I have a Account table with ID and ParentAccountID. Here is the scripts to reproduce the steps.
If the ParentAccountID is NULL then that is considered as Top level account. Every account should finally ends with top level account i.e ParentAccountID is NULL
Declare @Accounts table (ID INT, ParentAccountID INT )
INSERT INTO @Accounts values (1,NULL), (2,1), (3,2) ,(4,3), (5,4), (6,5)
select * from @Accounts
-- Request to update ParentAccountID to 6 for the ID 3
update @Accounts
set ParentAccountID = 6
where ID = 3
-- Now the above update will cause circular reference
select * from @Accounts
When request comes like to update ParentAccountID of an account, if that cause circular reference then before update its need to identified.
Any idea folks!!
It seems you've got some business rules defined for your table:
You have two ways to enforce this.
You can create a trigger in your database, and check the logic in the trigger.

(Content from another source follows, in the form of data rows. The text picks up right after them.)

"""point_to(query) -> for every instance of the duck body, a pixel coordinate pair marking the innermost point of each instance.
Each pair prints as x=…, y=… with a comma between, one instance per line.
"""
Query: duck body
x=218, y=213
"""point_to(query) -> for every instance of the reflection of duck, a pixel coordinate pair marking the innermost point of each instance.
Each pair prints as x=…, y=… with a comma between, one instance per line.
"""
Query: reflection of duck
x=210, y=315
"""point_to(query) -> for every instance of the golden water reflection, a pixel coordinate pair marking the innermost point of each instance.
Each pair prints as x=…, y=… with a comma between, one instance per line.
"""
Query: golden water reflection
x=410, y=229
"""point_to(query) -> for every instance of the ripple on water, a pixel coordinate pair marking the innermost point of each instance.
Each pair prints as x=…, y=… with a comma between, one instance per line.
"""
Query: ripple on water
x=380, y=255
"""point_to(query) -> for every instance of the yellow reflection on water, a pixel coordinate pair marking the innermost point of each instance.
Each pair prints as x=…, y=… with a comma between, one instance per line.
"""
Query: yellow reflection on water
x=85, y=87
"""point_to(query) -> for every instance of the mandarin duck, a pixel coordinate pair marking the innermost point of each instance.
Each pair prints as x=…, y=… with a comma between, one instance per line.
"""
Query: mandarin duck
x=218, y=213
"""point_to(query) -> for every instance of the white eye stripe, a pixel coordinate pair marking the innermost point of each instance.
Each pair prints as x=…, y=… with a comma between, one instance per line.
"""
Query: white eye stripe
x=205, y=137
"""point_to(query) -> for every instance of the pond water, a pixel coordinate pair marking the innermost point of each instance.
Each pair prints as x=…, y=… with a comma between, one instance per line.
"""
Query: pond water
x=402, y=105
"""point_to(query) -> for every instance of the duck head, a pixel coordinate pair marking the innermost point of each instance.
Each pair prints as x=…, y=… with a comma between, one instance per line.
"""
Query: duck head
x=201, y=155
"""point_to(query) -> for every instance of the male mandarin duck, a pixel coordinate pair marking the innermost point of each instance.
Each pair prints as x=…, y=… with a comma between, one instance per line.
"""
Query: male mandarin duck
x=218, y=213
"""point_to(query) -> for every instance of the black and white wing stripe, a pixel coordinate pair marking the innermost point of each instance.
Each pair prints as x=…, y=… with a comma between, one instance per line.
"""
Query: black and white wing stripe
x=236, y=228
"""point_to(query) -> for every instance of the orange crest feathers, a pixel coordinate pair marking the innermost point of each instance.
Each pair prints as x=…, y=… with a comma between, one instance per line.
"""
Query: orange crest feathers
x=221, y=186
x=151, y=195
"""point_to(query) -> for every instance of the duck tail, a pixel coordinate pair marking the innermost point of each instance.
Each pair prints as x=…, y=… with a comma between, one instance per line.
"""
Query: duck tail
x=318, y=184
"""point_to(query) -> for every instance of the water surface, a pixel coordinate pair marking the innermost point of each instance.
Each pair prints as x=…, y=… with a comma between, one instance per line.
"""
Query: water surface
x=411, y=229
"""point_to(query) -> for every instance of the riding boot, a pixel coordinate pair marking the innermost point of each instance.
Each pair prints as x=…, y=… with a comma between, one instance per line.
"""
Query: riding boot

This has the benefit of running inside the database, so it applies to every transaction, regardless of the client. However, database triggers are not always popular. I see them as a side effect, and they can be hard to debug. Triggers run as part of your SQL, so if they are slow, your SQL will be slow.
The alternative is to enforce this logic in the application layer - whatever is talking to your database. This is easier to debug, and makes your business logic explicit to new developers - but it doesn't run inside the database, so you could end up replicating the logic if you have multiple client applications.